After all it seems reasonable to think that the "dry land" created in Genesis 1 would be meant to be essentially all the dry land in existence. So why can't the Flood be meant to cover all the dry land in existence ?
Perhaps your linguistic efforts would be better focussed on finding the words which WOULD be used to refer to a "universal" flood. If you can show that there are other words that better express this concept you would have a far better case.
quote: Why would it seem reasonable? Creation stories tend to be culture specific.
Really ? How many are interpreted by believers as excluding other areas ? Or better still, explicitly say that they are only about a local area ? The fact that different cultures have different stories, slanted to their own culture is neither here nor there. It is all about what the stories say.
And isn't Genesis 1 as we have it now, essentially monotheistic, recognising only one God as real ? Where would other land come from ?
quote: We can tell the flood story or creation stories any way we want. If we look at Children's Bible stories we see the stories are softened for children and adjusted for an easier read. We still adjust the stories.
That's kinda the point of this thread. As our knowledge increased and the Judeo/Christian religion spread, the audience had a wider visual to draw from than the earlier audience.
Not really. You are trying to push the idea that the reading of a universal Flood is a retelling while your local Flood is the actual Bible story. But from the evidence presented so far it's just as valid to assume that your reading is the retelling. And there is circumstantial evidence in this thread and others which tends to support that (e.g. your use of the obviously invalid argument that since the author of the story did not understand the nature of the Earth as a planet, he must have meant to refer to an explicitly local flood).
quote: The language of the text doesn't support that the storyteller was referring to lands he didn't know of.
That is a curiously vague and oddly worded statement. Obviously we shouldn't expect reference to lands that the storyteller had no idea of. The question really is whether the story is such that it should naturally be extended to include lands unknown (as the Creation account in Genesis 1 is) or whether it should be read as only referring to specific lands. Your own argument elsewhere that the flood story makes universal claims which you believe should be taken as hyperbole tends to support the first alternative implicitly concedes that a literal reading indicates a universal Flood. And given your failure to establish that those claims were hyperbolic, it really does seem that there is a case for universality there.

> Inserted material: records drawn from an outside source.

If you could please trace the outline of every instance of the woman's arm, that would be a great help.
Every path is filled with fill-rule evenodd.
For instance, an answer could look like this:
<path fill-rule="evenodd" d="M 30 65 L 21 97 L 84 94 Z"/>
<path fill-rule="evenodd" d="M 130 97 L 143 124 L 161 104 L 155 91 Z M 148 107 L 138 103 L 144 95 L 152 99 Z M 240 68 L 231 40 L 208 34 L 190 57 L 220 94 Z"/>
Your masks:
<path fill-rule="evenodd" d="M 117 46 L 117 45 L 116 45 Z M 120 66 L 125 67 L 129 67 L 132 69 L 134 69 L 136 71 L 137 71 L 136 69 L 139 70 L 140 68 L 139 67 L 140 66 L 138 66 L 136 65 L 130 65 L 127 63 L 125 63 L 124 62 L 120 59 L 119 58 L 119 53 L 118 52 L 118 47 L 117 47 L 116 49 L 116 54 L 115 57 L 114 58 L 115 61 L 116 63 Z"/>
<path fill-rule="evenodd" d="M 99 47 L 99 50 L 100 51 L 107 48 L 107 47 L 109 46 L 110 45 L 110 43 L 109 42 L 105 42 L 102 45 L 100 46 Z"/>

I also note that you don't offer any argument that the text actually supports a local reading. All you have to do is show that we should expect a story of a "universal" flood to be written differently. Which really is exactly what SHOULD be the case if the author intended specifically to describe a local flood. Why don't you follow that line of argument ?
quote: I don't think you are using a useful definition of the term 'literal'. A literal reading of a text would not require word for word translations of idiom or even hyperbole.
That's something of a nitpick. In context it's quite clear what I mean.
But let's be absolutely clear about the point. It;s inconsistent to argue that there is nothing in the text to indicate a universal scope while also trying to argue that statements in the text are hyperbolic BECAUSE they indicate a universal scope.